Tra questi c’è il Tam,
museo d’arte contemporanea che da mesi ha all’ingresso una bandiera
palestinese. “Per ragioni statistiche teniamo traccia della provenienza dei
nostri visitatori e negli ultimi anni non abbiamo mai registrato nessuno da
Israele. È quasi certo che nessuno degli autori delle recensioni negative sia
stato davvero qui”, spiega uno dei fondatori del museo. “In alcune veniamo
chiamati terroristi, in altre si lamentano dei prezzi (non essendo mai neanche
entrati). Il nostro museo nasce come luogo di confronto, aperto, civile,
attento e solidale con gli ultimi e riteniamo giusto rendere palese, ancor
prima di entrare, da che parte stiamo: chi non è d’accordo con questa nostra
posizione non è certamente obbligato a entrare”, aggiunge. L’ondata di odio si
è riversata anche nei commenti al post su Instagram in cui il museo ha ribadito
la propria posizione: “Terrorismo, stupro, presa di ostaggi, uccisione di bambini e anziani,
esecuzione di persone a un festival musicale. QUESTO è ciò che tu e il tuo
grazioso piccolo villaggio state promuovendo. E questo è ciò che avete deciso
di fare: invece di chiedere la pace (come farebbe una persona decente), date la
colpa a un altro ebreo per avervi accusato di sostenere il terrorismo. Dovreste
essere completamente privati dei fondi”, ha scritto un utente.
Lo stesso trattamento è
toccato a un parrucchiere, sempre di Matera, definito “non professionale”. Un
negozio di abbigliamento che casualmente proprio negli stessi giorni avrebbe
avuto clienti israeliani che non hanno gradito la qualità dei capi in vendita.

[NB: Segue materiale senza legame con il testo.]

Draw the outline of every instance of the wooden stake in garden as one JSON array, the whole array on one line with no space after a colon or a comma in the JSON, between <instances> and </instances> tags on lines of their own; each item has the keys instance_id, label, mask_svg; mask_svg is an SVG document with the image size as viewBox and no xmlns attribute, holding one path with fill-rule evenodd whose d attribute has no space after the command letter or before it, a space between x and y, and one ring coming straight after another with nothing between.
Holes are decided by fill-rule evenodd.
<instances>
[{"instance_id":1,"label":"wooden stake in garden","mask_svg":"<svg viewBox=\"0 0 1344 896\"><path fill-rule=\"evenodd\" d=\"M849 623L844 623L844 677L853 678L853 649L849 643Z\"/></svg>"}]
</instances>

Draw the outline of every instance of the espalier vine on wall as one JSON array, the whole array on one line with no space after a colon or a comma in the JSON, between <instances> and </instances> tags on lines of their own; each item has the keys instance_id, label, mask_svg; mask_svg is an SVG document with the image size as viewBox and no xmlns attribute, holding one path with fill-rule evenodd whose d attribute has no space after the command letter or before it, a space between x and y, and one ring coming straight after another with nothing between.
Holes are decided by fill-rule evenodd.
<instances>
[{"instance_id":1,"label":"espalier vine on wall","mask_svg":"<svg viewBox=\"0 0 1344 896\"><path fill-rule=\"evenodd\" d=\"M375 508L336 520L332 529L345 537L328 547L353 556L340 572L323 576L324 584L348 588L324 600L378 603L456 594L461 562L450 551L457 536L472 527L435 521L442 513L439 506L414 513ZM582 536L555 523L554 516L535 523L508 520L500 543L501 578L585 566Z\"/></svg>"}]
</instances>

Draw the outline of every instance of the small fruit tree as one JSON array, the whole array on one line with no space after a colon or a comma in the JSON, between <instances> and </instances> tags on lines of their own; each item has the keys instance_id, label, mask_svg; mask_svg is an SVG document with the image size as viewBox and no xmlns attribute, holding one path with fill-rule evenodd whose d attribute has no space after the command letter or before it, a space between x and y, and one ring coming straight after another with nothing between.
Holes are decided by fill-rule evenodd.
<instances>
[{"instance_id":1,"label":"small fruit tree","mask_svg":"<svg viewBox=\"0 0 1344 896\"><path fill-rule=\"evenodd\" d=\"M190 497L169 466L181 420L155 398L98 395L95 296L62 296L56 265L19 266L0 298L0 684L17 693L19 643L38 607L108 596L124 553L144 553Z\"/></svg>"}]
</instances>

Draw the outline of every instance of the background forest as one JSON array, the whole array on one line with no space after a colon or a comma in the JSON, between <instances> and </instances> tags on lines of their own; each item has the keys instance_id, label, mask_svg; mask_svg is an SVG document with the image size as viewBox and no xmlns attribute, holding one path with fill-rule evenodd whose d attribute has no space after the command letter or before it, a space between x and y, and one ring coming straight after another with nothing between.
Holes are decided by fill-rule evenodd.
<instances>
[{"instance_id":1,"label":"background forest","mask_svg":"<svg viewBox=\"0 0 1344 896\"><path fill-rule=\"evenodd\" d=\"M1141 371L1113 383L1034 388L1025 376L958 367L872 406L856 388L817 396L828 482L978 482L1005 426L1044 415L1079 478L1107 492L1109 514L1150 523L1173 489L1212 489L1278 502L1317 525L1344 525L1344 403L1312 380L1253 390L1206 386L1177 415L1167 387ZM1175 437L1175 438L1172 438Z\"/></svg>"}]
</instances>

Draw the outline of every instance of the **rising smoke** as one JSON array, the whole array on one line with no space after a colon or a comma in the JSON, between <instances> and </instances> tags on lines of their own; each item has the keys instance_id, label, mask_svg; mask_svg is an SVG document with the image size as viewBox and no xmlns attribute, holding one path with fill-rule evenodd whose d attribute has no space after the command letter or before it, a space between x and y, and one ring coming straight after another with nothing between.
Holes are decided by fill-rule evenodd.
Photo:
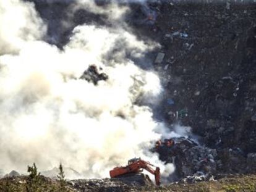
<instances>
[{"instance_id":1,"label":"rising smoke","mask_svg":"<svg viewBox=\"0 0 256 192\"><path fill-rule=\"evenodd\" d=\"M111 9L105 12L117 4ZM108 19L116 22L127 10ZM87 178L105 177L136 156L159 165L163 175L173 171L148 151L163 125L148 107L135 104L142 95L161 94L159 78L127 57L143 57L156 44L121 27L85 24L61 51L43 40L47 25L33 3L1 1L0 10L0 169L24 172L35 162L46 170L62 162ZM97 85L80 79L92 64L109 79Z\"/></svg>"}]
</instances>

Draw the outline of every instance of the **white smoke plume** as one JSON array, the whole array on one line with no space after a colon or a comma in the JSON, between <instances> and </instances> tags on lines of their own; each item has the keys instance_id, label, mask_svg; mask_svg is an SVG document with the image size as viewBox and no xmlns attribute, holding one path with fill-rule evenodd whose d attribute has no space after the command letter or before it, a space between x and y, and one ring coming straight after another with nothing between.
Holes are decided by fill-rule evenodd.
<instances>
[{"instance_id":1,"label":"white smoke plume","mask_svg":"<svg viewBox=\"0 0 256 192\"><path fill-rule=\"evenodd\" d=\"M160 94L160 80L126 56L143 57L157 44L122 28L84 25L61 51L42 40L46 25L33 3L1 1L0 10L0 169L25 172L35 162L47 170L61 162L86 178L105 177L140 156L163 175L173 171L148 151L161 136L159 124L150 108L134 104ZM80 79L92 64L109 79Z\"/></svg>"}]
</instances>

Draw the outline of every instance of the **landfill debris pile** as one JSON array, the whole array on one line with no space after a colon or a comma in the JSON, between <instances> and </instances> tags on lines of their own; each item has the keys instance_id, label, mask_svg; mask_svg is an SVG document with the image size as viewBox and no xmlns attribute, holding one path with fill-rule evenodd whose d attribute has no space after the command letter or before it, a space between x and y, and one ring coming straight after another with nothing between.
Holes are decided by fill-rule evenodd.
<instances>
[{"instance_id":1,"label":"landfill debris pile","mask_svg":"<svg viewBox=\"0 0 256 192\"><path fill-rule=\"evenodd\" d=\"M121 178L75 180L69 182L75 189L85 191L127 191L133 188L153 186L144 174L137 174Z\"/></svg>"},{"instance_id":2,"label":"landfill debris pile","mask_svg":"<svg viewBox=\"0 0 256 192\"><path fill-rule=\"evenodd\" d=\"M255 172L255 4L148 4L156 10L154 24L134 25L141 38L161 45L149 56L164 86L156 117L201 138L186 151L160 151L160 159L174 162L180 178Z\"/></svg>"}]
</instances>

Un bistrot che fa piatti tipici è diventato un “sostenitore di Hamas” e un
birrificio è stato preso di mira con un pretesto: “Dopo solo due drink ho avuto
mal di stomaco e la mia esperienza è stata completamente rovinata”. Tutto ciò
che accumuna questi locali è che sono nel centro storico di Matera e hanno
esposto bandiere o scritte in favore della causa palestinese. Una lista di
proscrizione che non si è fermata alla Lucania. Anche diversi ristoranti di
Monopoli e Locorotondo, in Puglia, hanno subito lo stesso
"bombardamento", con le stesse parole copiate e incollate e le stesse
modalità, e dagli stessi utenti. “Una grande bandiera nazionale inventata
all’ingresso del ristorante”, “disgustoso, ho avuto forti dolori allo stomaco
dopo aver mangiato lì”, “bassa qualità”, sono i commenti che accompagnano
recensioni da una stella per posti che hanno medie ben sopra le quattro stelle
su cinque. Le associazioni locali, tra cui il Comitato per la Pace Matera, si
sono già attivate per rispondere con una contro-ondata di recensioni positive,
in solidarietà a chi è stato vittima della campagna denigratoria.
È probabile però che diversi altri esercizi finiscano nella rete tessuta dal propagandista Naor Meningher. Il gruppo su cui ha invitato a attaccare chiunque in Italia renda visibili al pubblico simboli palestinesi conta 60mila iscritti e, malgrado l’intento originario sia quello di “aiutare, consigliare, orientare, dare recensioni e avvertire i viaggiatori israeliani su tutto ciò che riguarda Roma e la zona circostante”, gli utenti hanno risposto in fretta alla chiamata alle armi. D’altronde, quello di inondare il web con contenuti favorevoli alla propaganda israeliana è un diktat dello stesso Netanyahu: “Le armi cambiano nel tempo, le più importanti oggi sono i social media”, ha detto durante un incontro tenutosi lo scorso settembre con un gruppo di influencer americani. “L’acquisto più importante in corso, ad esempio, è quello di TikTok. Spero che vada in porto, perché può avere conseguenze significative”. Una strategia che Meningher, da responsabile delle campagne social del premier, doveva conoscere bene.